Volaba el 20 de marzo. El 14 se decretó en España el estado de alarma, pero ya el 13 Ana había tomado una decisión: no podía seguir adelante. “Al principio no me lo creía y luego valoré que había mucho riesgo de que yo me contagiase y llevase el virus a la isla. Contagiar a la población de allí sería una catástrofe, con los pocos recursos que tienen”, relata. En aquel momento el SARS-CoV-2 todavía no había viajado a África y esta estradense tenía por delante un periplo para llegar a Mfangano que la haría pasar por varios aeropuertos, auténticos puntos conflictivos en la primera ola de la pandemia. En concreto, el recorrido que debía realizar Ana Vilar la llevaría de Santiago a Madrid, desde allí volaría a París y desde la capital francesa partiría rumbo a la de Kenia, Nairobi. Una vez allí se desplazaría a la ciudad de Kisumu, donde tendría que coger un taxi para llegar al puerto del lago en el que se encuentra Mfangano, adonde llegaría en lancha. Total, unas 20 horas de viaje.

La organización con la que colaboraría esta estradense también recomendó a sus voluntarios posponer los viajes. Los recuperó en verano. Sin embargo, Ana Vilar decidió poner su sueño en cuarentena, nunca mejor dicho, habida cuenta de la situación epidemiológica reinante en España. En la primera ola trabajó una semana, pero desde el verano ya no paró.
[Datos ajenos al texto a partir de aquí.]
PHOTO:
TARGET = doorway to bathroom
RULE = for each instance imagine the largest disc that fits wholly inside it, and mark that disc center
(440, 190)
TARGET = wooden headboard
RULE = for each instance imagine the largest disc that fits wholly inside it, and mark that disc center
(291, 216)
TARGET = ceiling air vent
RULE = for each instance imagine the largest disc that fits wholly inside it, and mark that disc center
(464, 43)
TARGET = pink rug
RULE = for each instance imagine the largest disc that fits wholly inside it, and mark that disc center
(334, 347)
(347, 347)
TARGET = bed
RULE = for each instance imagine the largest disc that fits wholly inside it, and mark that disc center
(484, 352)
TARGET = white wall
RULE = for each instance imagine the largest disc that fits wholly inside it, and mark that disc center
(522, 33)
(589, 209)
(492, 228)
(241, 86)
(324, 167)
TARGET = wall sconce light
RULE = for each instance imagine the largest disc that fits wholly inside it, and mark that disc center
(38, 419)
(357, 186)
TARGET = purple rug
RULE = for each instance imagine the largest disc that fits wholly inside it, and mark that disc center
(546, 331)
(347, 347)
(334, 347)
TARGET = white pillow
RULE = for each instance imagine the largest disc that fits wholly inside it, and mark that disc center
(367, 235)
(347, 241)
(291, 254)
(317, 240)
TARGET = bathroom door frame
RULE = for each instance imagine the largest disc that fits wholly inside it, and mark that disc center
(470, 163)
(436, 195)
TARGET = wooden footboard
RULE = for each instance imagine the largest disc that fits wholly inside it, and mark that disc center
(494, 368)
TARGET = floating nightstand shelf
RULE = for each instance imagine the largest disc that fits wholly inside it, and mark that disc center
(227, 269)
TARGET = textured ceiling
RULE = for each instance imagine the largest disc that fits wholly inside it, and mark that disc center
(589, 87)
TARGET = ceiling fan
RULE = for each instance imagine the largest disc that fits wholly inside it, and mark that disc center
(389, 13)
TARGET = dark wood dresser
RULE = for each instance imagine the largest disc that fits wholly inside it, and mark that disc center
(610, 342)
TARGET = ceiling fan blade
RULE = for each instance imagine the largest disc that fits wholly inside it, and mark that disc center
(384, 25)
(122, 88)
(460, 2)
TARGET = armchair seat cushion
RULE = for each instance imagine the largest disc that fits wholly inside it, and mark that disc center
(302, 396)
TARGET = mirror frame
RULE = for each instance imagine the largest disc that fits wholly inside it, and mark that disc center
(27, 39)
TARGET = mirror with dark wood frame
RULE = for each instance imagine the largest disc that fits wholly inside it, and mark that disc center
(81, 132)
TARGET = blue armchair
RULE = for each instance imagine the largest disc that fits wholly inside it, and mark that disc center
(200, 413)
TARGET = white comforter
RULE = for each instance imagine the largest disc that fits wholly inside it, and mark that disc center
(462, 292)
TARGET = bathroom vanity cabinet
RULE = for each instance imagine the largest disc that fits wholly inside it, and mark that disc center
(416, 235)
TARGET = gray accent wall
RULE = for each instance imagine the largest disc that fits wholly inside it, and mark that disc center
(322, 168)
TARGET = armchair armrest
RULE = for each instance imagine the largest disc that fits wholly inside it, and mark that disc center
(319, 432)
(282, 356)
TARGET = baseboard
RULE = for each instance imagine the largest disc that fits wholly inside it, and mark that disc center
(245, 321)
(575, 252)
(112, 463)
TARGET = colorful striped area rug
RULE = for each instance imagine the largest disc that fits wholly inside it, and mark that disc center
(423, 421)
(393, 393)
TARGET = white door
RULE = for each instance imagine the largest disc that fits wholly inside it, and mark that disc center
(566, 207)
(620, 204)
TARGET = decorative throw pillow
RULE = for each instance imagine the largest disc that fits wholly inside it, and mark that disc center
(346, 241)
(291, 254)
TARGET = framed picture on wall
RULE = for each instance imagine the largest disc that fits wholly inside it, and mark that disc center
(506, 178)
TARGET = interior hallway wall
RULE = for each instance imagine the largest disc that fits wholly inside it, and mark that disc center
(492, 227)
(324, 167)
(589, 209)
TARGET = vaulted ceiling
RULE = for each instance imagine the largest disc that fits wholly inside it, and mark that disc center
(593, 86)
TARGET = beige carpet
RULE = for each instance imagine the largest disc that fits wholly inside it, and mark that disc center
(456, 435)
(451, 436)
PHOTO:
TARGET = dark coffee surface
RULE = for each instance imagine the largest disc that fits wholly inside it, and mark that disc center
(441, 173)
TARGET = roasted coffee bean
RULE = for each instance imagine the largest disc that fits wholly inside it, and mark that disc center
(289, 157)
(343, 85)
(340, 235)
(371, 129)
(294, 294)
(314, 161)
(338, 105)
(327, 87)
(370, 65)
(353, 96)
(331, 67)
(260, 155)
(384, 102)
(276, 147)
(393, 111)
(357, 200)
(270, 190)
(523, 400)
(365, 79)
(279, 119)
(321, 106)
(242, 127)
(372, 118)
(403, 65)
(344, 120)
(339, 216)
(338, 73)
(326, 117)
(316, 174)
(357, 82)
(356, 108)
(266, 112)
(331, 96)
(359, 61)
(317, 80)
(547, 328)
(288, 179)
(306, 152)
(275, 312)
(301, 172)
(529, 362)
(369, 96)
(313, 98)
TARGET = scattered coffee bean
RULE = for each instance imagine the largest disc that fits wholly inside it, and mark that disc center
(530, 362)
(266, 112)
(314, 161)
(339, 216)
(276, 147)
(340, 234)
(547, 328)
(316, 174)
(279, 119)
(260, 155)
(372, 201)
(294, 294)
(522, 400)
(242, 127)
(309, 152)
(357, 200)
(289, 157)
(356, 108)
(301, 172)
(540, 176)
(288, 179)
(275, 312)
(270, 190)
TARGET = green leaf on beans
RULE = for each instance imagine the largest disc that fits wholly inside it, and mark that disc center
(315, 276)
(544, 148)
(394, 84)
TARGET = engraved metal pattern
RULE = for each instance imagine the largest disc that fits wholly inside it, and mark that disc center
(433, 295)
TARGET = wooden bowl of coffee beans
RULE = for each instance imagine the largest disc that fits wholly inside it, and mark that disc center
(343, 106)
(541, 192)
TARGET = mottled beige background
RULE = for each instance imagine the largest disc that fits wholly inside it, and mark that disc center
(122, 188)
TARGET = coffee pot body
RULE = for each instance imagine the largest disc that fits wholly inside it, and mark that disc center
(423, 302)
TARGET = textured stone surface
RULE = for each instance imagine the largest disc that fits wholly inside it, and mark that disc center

Reconoce que ahora mismo hay personal que está muy quemado con todo lo que se vivió y los sanitarios con más necesarios que nunca, de manera que, en un nuevo ejercicio de responsabilidad -para que luego haya voces que les achaque a los jóvenes que carecen de ella-, decidió posponer el proyecto por el que lleva meses suspirando.

La primera vez que esta vecina de A Estrada se puso un EPI fue en septiembre. “Es incómodo, pero te acostumbras”, dice, para luego reconocer que una enfermera en planta hospitalaria se lo coloca para entrar en la habitación del enfermo, mientras que en otras unidades se trabaja con este equipo de protección individual puesto las ocho o las catorce horas de turno. Y eso es mucho tiempo.

“Lo que más duele es ver a la gente mayor que no tiene ni móvil ni nada, que está en una habitación sin televisión…”, explica Ana. En los hospitales este último servicio es de pago y no todo el mundo tiene recursos para destinarlos a este entretenimiento o familia que se encargue de garantizárselo, así de triste. “Quieres estar con ellos, pero el volumen de trabajo no te lo permite y también te expones mucho tiempo al virus”, señala. Asume que esta soledad a la que condena el coronavirus es una de las facetas de este bicho infame que más la impresionan. Al final, es la parte humana la que impacta, acostumbrados como están los profesionales a trabajar con aislamientos por otros tipos de virus o bacterias. “Imagino que al principio lo pasarían peor”, apunta esta joven de A Estrada, subrayando lo poco que se conocía -y aun se conoce- del SARS-CoV-2 cuando comenzó a reírse de lo que se conocía como normalidad.

En aislamiento

Tras todos estos meses en la trinchera, ahora a esta enfermera le ha tocado pasar al otro lado del espejo. Con el virus campando a sus anchas, ella misma di positivo en un cribado, aunque no presenta síntomas. Es consciente de que se pudo infectar en el trabajo o mismo en el supermercado, tal y como está ahora de desatada la circulación del coronavirus. El caso es que estos días en aislamiento le darán tiempo para pensar en un sueño que casi alcanza y que esta pandemia le estropeó. Aun así, está decidida a no dejar de perseguirlo. Valorará cómo evoluciona la situación epidemiológica para intentar volver a hacer la maleta. Quizás hacia el verano. Tiene un vale por el billete perdido que le exige decidirse en marzo o perder el dinero. No es esto lo que ahora mismo la apremia. Tiene a su favor la juventud, ese tesoro divino que solo se valora cuando pasan los años. Kenia no se moverá de ahí y, si algo tiene esta pandemia, es crueldad para exportar. Los desfavorecidos lo son todavía más en la era del coronavirus. Por ello, sueños como el Ana son más necesarios que nunca.